Lo spirito oggettivo. Se lo spirito soggettivo è lo spirito
libero e individuale, la sua antitesi non può essere che lo spirito oggettivo (collettivo),
vale a dire quello spirito che si manifesta in istituzioni sociali concrete,
ovvero quell’insieme di determinazioni sovra-individuali.
Qui non si può non
accennare all’idea di Stato e di Stato
etico che per Hegel è lo spirito oggettivo, lo stato è Dio. Lo Stato non è una creazione arbitraria di uomini
con un contratto. Lo Stato è la manifestazione dell’assoluto, è la
manifestazione di Dio. Si ha una divinizzazione dello Stato che verrà poi
utilizzata indistintamente dalle dittature di destra come da quelle di sinistra.

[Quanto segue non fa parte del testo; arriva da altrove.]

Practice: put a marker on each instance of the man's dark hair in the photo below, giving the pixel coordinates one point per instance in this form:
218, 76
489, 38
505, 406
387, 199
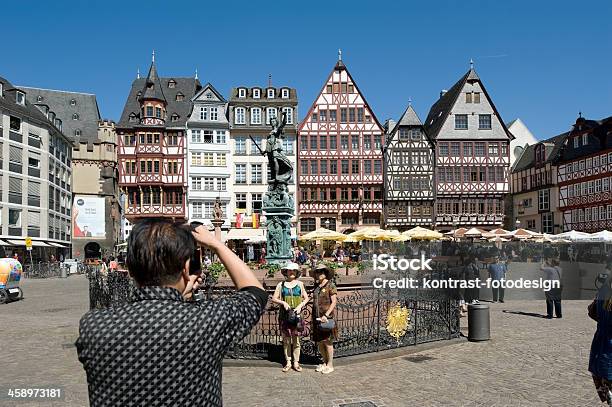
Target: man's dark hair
157, 251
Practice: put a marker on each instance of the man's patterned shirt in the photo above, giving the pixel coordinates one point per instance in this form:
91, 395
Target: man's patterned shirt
160, 350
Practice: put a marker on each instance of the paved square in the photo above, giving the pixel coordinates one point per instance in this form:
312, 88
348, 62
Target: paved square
530, 361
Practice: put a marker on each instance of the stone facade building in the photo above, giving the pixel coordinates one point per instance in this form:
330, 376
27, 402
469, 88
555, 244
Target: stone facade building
95, 205
209, 158
35, 177
250, 111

Gott mit uns (Dio è con noi) sarà il
loro grido di battaglia.
Lo spirito
assoluto, che
non si riconosce più né nel soggetto che nell’oggetto, prende consapevolezza di
sé. Lo spirito assoluto, il sapere
assoluto, lo spirito che finalmente sa chi è, che si auto riconosce, è la
massima sapienza. Non più filosofia, amore per il sapere, ma la sapienza
stessa. Sapienza che si ha in tre momenti: l’arte,
la religione e la filosofia i cui contenuti sono identici e cambia solo il
modo in cui vengono detti.
1. Nell'Arte questo sapere assoluto
avviene come intuizione sensibile (come
quando contempliamo un’opera d’arte).
2. Nella Religione questo sapere
assoluto avviene sotto forma di rappresentazione (di storie e racconti).
3.
Nella
Filosofia attraverso il concetto, rappresentazione astratta
degli oggetti percepiti.
Ricordiamo che Hegel studiò
nel seminario luterano di Dubinga ed era un appassionato del cristianesimo che definì
come la più grande religione perché dice la verità vera ma sotto forma di
rappresentazione. La verità ci viene rappresentata attraverso delle storie e
delle rappresentazioni artistiche. Per esempio nella Santissima Trinità, Dio
padre fuoriesce da sé e si fa creatura, Dio figlio, cioè natura. Gesù Cristo, vero Dio e
vero Uomo che si è fatto carne, e quindi natura, torna poi al Padre a
confermare la dialettica hegeliana, cioè tutta la vita dell’assoluto.
Ora mentre il semplice
credente raggiunge questo sapere assoluto attraverso una rappresentazione e mentre l’artista
raggiunge questo sapere assoluto attraverso una intuizione sensibile di
un’opera d’arte, solo il filosofo lo raggiunge a livello concettuale (il
concetto filosofico, la razionalità filosofica).
“Con me finisce la storia
della filosofia” dice
Hegel, “perché sono stato colui che ha
permesso definitivamente e concettualmente e filosoficamente a Dio di potersi
riconoscere e sapere chi è”.
Questa filosofia, così astratta e
veramente difficile da capire e che ci porterebbe a pensarla adagiata sul fondo
di un oceano sepolta dalla sabbia del tempo e dell’incomprensione generale avrà
invece delle conseguenze terribili.
Questa filosofia hegeliana la capiremo
meglio nei prossimi capitoli quando altri filosofi la riprenderanno per
formulare le loro tesi, le loro teorie e produrre nuove rivoluzioni non solo
culturali, ma aimè anche violente e portatrici di grandi sconvolgimenti e
sofferenze all’umanità.
Sintesi di don Claudio Crescimanno
Con Hegel, dopo tanto
tempo, finisce l’epoca in cui la filosofia si era trasformata di fatto in una
gnoseologia, cioè in un interesse puntato sul metodo della conoscenza, su come
insomma noi uomini conosciamo. La filosofia torna ad essere una metafisica,
cioè uno studio complessivo della realtà e propriamente una teologia. Hegel è
un teologo, teologo di un Dio tutto suo, solo suo, ma comunque la filosofia di
Hegel è una teologia.
Primo punto: ciò che esiste è soltanto l’assoluto
Nella teoria di Hegel ciò che esiste è
soltanto l’assoluto e questo assoluto è Dio. Dio è sé stesso, poi si pone fuori
da sé e siamo noi e le cose (il mondo) ed infine si recupera tornando in sé e
diventando spirito. Spirito che non poteva essere all’inizio, se non dopo
essere passato da una alienazione di sé. La tesi di Hegel è che esiste solo Dio.
Secondo punto: il
primato del divenire sull’essere
Hegel poi afferma il primato del divenire sull’essere e questo è il Dio di Hegel.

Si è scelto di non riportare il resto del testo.